Experiment Statistics
The generation_stats.csv contains statistics about the test generation, including:
Total number of generated tests. The number of tests generated during an experiment. This number is broken down into the number of valid tests and invalid tests. Valid tests contain virtual roads that do not self-intersect and contain turns that are not too sharp.
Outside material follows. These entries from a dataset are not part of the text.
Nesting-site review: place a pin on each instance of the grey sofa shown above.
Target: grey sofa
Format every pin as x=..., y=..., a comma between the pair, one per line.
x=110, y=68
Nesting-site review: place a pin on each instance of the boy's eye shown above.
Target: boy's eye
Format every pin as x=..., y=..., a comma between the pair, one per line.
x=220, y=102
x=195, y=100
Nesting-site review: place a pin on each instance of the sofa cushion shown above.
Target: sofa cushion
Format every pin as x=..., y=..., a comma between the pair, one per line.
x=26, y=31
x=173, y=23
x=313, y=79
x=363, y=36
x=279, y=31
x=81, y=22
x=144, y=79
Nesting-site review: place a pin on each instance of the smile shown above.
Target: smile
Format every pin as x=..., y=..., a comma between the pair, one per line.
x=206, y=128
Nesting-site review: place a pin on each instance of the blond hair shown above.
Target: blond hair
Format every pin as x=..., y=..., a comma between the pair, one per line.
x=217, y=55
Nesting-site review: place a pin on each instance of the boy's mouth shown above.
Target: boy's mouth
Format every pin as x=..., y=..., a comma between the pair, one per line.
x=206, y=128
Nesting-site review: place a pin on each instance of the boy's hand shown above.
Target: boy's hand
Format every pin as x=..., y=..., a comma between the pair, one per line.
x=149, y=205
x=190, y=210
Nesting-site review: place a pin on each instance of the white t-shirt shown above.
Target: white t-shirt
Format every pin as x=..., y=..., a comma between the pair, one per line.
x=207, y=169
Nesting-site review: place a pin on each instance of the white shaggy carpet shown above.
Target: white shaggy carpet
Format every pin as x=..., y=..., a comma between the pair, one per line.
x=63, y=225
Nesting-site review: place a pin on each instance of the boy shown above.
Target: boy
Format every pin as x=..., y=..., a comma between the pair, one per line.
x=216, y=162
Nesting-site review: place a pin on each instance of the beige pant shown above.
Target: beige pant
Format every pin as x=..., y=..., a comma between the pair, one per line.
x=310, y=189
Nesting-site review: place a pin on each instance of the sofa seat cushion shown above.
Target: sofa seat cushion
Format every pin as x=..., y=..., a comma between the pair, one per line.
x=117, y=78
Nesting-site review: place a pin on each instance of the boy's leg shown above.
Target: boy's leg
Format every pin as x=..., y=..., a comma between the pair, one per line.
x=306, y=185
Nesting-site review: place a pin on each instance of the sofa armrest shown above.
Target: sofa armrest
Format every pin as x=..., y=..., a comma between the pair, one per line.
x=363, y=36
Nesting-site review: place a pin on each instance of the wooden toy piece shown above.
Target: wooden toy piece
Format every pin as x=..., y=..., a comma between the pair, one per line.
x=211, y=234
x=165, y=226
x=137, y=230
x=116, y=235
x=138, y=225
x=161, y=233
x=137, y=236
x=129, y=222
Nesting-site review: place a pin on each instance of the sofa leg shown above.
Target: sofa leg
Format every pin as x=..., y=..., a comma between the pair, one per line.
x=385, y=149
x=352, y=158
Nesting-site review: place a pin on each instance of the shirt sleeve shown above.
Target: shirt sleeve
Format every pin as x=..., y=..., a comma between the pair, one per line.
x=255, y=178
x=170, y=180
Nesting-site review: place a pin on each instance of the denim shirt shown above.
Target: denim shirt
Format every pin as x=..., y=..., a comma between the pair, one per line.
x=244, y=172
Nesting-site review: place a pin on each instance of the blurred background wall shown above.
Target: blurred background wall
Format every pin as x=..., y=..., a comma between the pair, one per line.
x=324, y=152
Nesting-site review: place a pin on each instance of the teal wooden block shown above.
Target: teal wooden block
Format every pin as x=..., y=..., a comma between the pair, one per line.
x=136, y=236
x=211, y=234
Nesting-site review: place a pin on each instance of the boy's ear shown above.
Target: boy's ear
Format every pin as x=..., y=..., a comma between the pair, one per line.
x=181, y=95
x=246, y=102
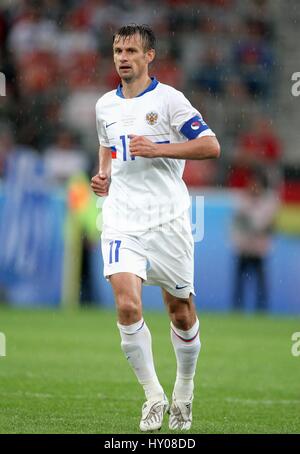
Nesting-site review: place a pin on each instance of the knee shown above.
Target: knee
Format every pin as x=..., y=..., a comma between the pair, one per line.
x=128, y=308
x=182, y=314
x=181, y=320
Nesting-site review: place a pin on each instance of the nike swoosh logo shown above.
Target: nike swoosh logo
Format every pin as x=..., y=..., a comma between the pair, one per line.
x=107, y=126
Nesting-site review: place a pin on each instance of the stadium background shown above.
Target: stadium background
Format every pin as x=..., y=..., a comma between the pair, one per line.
x=234, y=60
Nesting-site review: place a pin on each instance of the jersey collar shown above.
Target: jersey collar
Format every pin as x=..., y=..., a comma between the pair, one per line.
x=150, y=87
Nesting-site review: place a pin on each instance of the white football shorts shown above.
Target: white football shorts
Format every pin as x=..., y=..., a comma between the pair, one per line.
x=163, y=256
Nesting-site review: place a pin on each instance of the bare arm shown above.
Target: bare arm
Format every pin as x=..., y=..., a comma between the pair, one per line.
x=100, y=182
x=206, y=147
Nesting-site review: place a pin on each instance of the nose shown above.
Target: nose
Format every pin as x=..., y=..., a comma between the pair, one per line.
x=123, y=56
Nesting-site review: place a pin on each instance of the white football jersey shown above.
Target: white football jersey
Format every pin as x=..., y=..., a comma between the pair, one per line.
x=146, y=192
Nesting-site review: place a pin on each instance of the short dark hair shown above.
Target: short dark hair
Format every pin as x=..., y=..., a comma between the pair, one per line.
x=146, y=33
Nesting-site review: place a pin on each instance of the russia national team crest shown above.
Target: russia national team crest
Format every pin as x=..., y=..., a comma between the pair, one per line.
x=151, y=118
x=195, y=125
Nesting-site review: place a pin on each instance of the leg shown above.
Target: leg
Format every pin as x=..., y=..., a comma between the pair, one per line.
x=136, y=345
x=241, y=269
x=186, y=343
x=262, y=298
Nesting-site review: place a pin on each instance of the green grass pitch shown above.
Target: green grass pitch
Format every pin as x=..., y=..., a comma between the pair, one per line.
x=64, y=372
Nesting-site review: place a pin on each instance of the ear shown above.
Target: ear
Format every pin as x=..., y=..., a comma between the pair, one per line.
x=150, y=54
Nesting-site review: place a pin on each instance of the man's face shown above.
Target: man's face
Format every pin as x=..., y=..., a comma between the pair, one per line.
x=130, y=58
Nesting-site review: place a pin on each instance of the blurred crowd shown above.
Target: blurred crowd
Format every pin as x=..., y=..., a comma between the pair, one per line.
x=57, y=59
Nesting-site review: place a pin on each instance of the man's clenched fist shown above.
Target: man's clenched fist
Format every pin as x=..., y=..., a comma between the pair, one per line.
x=100, y=184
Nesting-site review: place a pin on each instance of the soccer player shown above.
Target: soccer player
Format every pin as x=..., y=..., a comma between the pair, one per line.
x=146, y=131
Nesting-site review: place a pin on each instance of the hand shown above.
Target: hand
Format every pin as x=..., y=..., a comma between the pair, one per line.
x=140, y=146
x=100, y=184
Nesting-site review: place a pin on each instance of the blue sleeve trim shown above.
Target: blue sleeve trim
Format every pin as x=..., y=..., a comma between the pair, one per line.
x=193, y=127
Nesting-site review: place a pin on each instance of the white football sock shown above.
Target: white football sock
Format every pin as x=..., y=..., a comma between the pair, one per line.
x=187, y=347
x=136, y=343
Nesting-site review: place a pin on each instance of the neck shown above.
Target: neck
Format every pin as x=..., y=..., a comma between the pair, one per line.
x=133, y=88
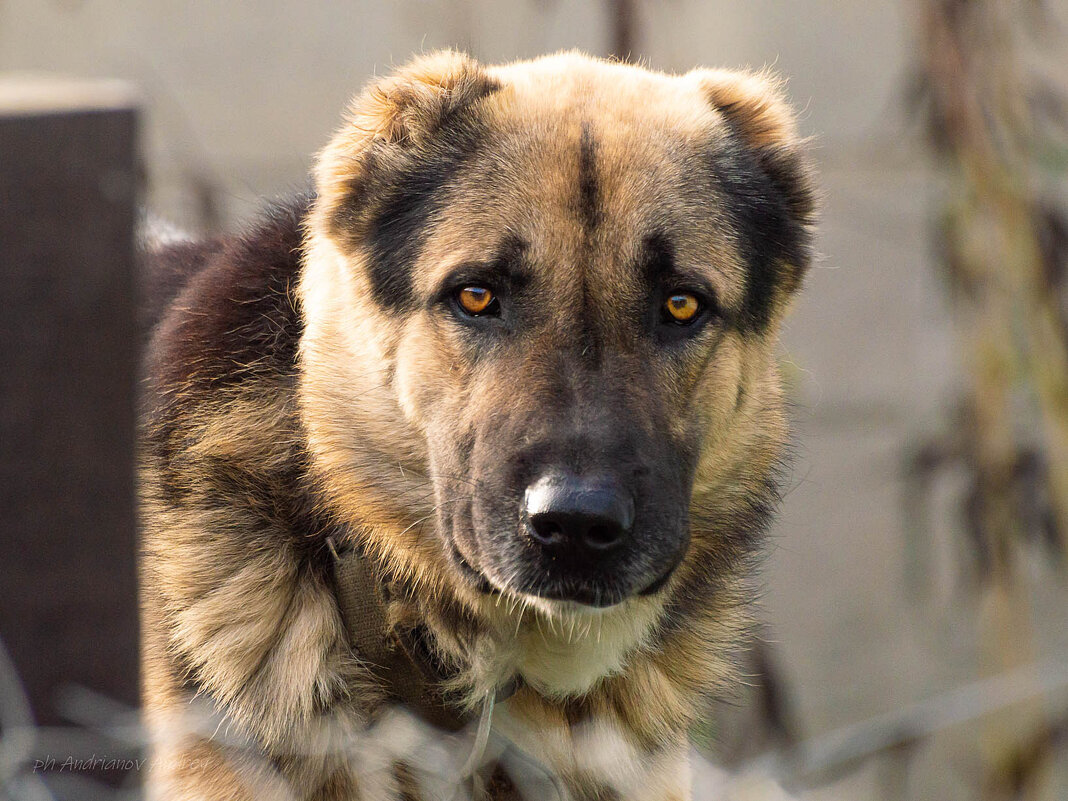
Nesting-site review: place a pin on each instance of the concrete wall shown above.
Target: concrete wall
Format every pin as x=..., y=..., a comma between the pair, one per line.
x=241, y=93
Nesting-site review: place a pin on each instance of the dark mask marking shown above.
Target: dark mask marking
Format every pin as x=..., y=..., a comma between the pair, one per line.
x=589, y=191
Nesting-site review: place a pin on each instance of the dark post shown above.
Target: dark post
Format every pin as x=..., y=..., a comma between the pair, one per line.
x=68, y=348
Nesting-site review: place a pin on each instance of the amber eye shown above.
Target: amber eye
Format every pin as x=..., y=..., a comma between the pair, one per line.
x=476, y=300
x=682, y=308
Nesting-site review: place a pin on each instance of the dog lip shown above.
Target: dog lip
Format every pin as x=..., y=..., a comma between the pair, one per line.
x=658, y=583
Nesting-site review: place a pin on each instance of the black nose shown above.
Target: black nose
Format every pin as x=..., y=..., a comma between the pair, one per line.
x=578, y=514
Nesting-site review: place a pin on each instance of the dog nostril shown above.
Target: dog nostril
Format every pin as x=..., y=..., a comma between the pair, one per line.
x=577, y=515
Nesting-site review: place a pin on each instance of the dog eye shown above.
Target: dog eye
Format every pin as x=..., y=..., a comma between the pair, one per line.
x=681, y=308
x=477, y=301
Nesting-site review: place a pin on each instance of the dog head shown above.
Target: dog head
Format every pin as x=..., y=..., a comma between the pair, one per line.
x=542, y=301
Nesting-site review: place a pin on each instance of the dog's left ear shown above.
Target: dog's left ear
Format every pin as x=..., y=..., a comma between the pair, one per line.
x=754, y=106
x=771, y=181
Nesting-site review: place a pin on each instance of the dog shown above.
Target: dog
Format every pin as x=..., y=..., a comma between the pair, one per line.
x=485, y=429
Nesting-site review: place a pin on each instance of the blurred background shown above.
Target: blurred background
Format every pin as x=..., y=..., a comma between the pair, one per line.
x=915, y=637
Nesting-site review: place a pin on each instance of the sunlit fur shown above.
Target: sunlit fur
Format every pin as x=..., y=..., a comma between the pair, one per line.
x=264, y=440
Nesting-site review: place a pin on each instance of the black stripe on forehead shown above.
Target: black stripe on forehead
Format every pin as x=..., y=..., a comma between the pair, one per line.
x=390, y=211
x=774, y=242
x=589, y=191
Test outcome. The test outcome contains the number of passed tests, failed tests, and test in error. Passed and failed tests are defined by the OOB Tolerance and an additional (implicit) oracle that checks whether the ego-car is moving or standing. Tests that did not pass because of other errors (e.g., the simulator crashed) are reported in a separated category.
The TRAVEL dataset also contains statistics about the failed tests, including the overall number of failed tests (total oob) and its breakdown into OOB that happened while driving left or right. Further statistics about the diversity (i.e., sparseness) of the failures are also reported.
Test Cases and Executions
Each test..json contains information about a test case and, if the test case is valid, the data observed during its execution as driving simulation.
The data about the test case definition include:
The road points. The list of points in a 2D space that identifies the center of the virtual road, and their interpolation using cubic splines (interpolated_points)
The test ID. The unique identifier of the test in the experiment.
Validity flag and explanation. A flag that indicates whether the test is valid or not, and a brief message describing why the test is not considered valid (e.g., the road contains sharp turns or the road self intersects)
The test data are organized according to the following JSON Schema and can be interpreted as RoadTest objects provided by the tests_generation.py module.
{ "type": "object", "properties": { "id": { "type": "integer" }, "is_valid": { "type": "boolean" }, "validation_message": { "type": "string" }, "road_points": { §\label{line:road-points}§ "type": "array", "items": { "$ref": "schemas/pair" }, }, "interpolated_points": { §\label{line:interpolated-points}§ "type": "array", "items": { "$ref": "schemas/pair" }, }, "test_outcome": { "type": "string" }, §\label{line:test-outcome}§ "description": { "type": "string" }, "execution_data": { "type": "array", "items": { "$ref" : "schemas/simulationdata" } } }, "required": [ "id", "is_valid", "validation_message", "road_points", "interpolated_points" ] }
Finally, the execution data contain a list of timestamped state information recorded by the driving simulation. State information is collected at constant frequency and includes absolute position, rotation, and velocity of the ego-car, its speed in Km/h, and control inputs from the driving agent (steering, throttle, and braking). Additionally, execution data contain OOB-related data, such as the lateral distance between the car and the lane center and the OOB percentage (i.e., how much the car is outside the lane).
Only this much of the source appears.